FauxPolitik

Thursday, March 03, 2005

Synergy is Dead (revised): Remember that word, "synergy", say back in 1997/1998? Everything was done to create synergy and to shift paradigms. If you didn't have synergy, heck boy, you better go get some.

I heard the siren call. At that time, I was seriously considering throwing away my legal education in order to find one of those hot "dot com" jobs everyone was talking about (you know, with the foosball tables and keg parties?). I didn't know what the word meant, but it seemed everyone else did, and the hell if I was going to get stuck in an old-world job like providing legal advice and fighting in a courtroom over ancient concepts rooted in Roman tradition. Nope, synergy was the name of the game. And it continued to be just as we crept into the 21st century. What happened next is well-documented: failure of corporate cultures to mesh, too much overhead, and not enough of a bump from the cross-marketing to justify the massive cash, stock and personnel outlays/upheavals.

But, it's clear that companies just couldn't help themselves. Take Gillette, a well-established company that dominated market share and had only one competitor. "Too easy," said the highly-paid business school graduates. So, it branched out into highly competitive markets, like tooth care, batteries, and deoderant. Naturally. And nature took its course via a sinking share price, customer dissatisfaction, and a bloated corporate structure. All the vibrating razors (!) in the world can't make up for that.

What we've learned in just the past 6 or 7 years, is that business should be about core markets, about the tried-and-true. It's about building, maintaining, and gradually improving your single business model. It's boring, and it makes it harder to justify all those Ivy League MBAs, but very few blockbuster deals, merging previously separate worlds have produced shareholder satisfaction.

And, it is being revealed today that merging previously separate UNIVERSES is even harder (and by companies that are otherwise very successful) and hence, synergy is dead.

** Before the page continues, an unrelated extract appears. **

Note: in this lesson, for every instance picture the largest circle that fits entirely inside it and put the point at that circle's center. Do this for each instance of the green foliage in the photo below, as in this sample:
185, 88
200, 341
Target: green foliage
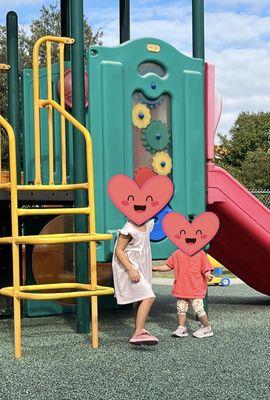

Now, companies can still use diverse holdings to their advantage, but as is well-described in this article (and I came across this piece as I was searching for articles containing "synergy" and "media" - oh well), the s-word effect is best achieved organically, i.e. Nickolodeon feeding CBS (both owned by Viacom) morning cartoons. But to artifically smash together say a soft drink company with a movie company so that you can, I don't know, have Dracula knock back a ginger ale ("I'm giving up blood for that fresh sparkly taste of Canada Dry...ah, ah, ah!"), just doesn't make any sense.

But there is hope. Some companies are seeing the light. First, streamline. Get back to your core market. Then, abandon the old and embrace the new. Best example? Eastman Kodak. A few years ago, the company was in the crapper. The company had branched out into microfiche, copiers and the like. It had also recently sunk a ton of money into developing (pun intended) a new form of film cartridge - perhaps you heard of the Avantix film system? Just as that was being launched, digital imagery was rearing its virtua head.

Now, it's true that Kodak was investing substantial money into digital as far back as 10 years ago, when digital imagery wasn't profitable, but Kodak is a film company (like the adage about shaving companies: "give away the razor, sell the blades"). And even today, it gets more income from film than from digital imaging, even as the market moves more and more to digital. However, the share prices has rebounded significantly, and it appears the company is on the way to at least a mild recovery. All from putting its focus into what it has always done best: let people look at their family vacation photos, albeit in a new-fangled format.

Fortunately, I have the next best thing: tulips. They're going to be huge in 2005. It's a whole new paradigm...trust me.